Le tribunal judiciaire de Bordeaux, statuant en référé provisionnel le 10 juillet 2025, examine une demande relative à un contrat de location de matériel. Le bailleur sollicite le paiement de loyers impayés, la restitution du bien et diverses indemnités. Le juge accueille partiellement les demandes en allouant une provision et en ordonnant la restitution, tout en réduisant certaines prétentions et en écartant d’autres pour défaut de preuve.
La délimitation des pouvoirs du juge des référés
Le cadre procédural de l’ordonnance de provision. Le juge statue en application de l’article 873 du code de procédure civile, qui lui permet d’allouer une provision lorsque l’obligation n’est pas sérieusement contestable. Il constate ici que « l’obligation de la société BAR [Localité 6] SASU ne parait pas sérieusement contestable pour les loyers impayés » (Motifs). Cette constatation succincte fonde la condamnation provisionnelle, rappelant le caractère sommaire de l’instruction en référé.
La frontière avec l’appréciation au fond. Le magistrat rappelle avec fermeté les limites de sa mission, distincte de celle du juge du fond. Il souligne qu' »il n’appartient pas au juge des référés, d’apprécier une demande de dommages et intérêts qui relève des juges du fond » (Motifs). Cette précision est essentielle pour cantonner le référé à son office provisoire et éviter l’empiètement sur le mérite du litige.
L’office du juge dans l’appréciation des demandes indemnitaires
Le contrôle et la réduction des clauses pénales. Le juge exerce son pouvoir modérateur sur la clause pénale contractuelle, estimant son montant initial excessif. Sans détailler son calcul, il décide de la « réduir[ons] à la somme de 20,29 € » (Motifs). Cette intervention discrétionnaire illustre l’application pratique de l’article 1231-5 du code civil, visant à proportionner la peine à la gravité du manquement.
L’exigence probatoire pour les demandes complémentaires. Le rejet des autres demandes indemnitaires est systématiquement motivé par l’absence de justification. Pour les frais de gestion, « aucune pièce versée au dossier ne vient justifier » la demande (Motifs). Concernant les dommages-intérêts pour réticence abusive, le juge rappelle le principe de la charge de la preuve et « invit[ons] à mieux se pouvoir au fond » (Motifs). Cette rigueur probatoire rappelle que le créancier doit étayer toutes ses prétentions, même en référé.

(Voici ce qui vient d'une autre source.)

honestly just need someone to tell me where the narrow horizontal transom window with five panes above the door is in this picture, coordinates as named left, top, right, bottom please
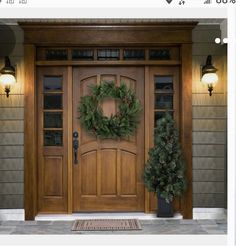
left=37, top=46, right=180, bottom=61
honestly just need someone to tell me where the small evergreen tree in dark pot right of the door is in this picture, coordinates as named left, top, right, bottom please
left=144, top=113, right=185, bottom=217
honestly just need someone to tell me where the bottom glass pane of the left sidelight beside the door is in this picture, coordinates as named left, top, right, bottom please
left=44, top=130, right=63, bottom=146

Cette ordonnance illustre la pratique équilibrée du référé provisionnel. Le juge assure une protection efficace du créancier pour l’essentiel de sa créance non contestée. Il tempère cependant les effets du contrat par un contrôle des clauses pénales. Enfin, il renvoie strictement au fond toute question complexe ou insuffisamment étayée, préservant ainsi la nature provisoire et sommaire de cette procédure d’urgence.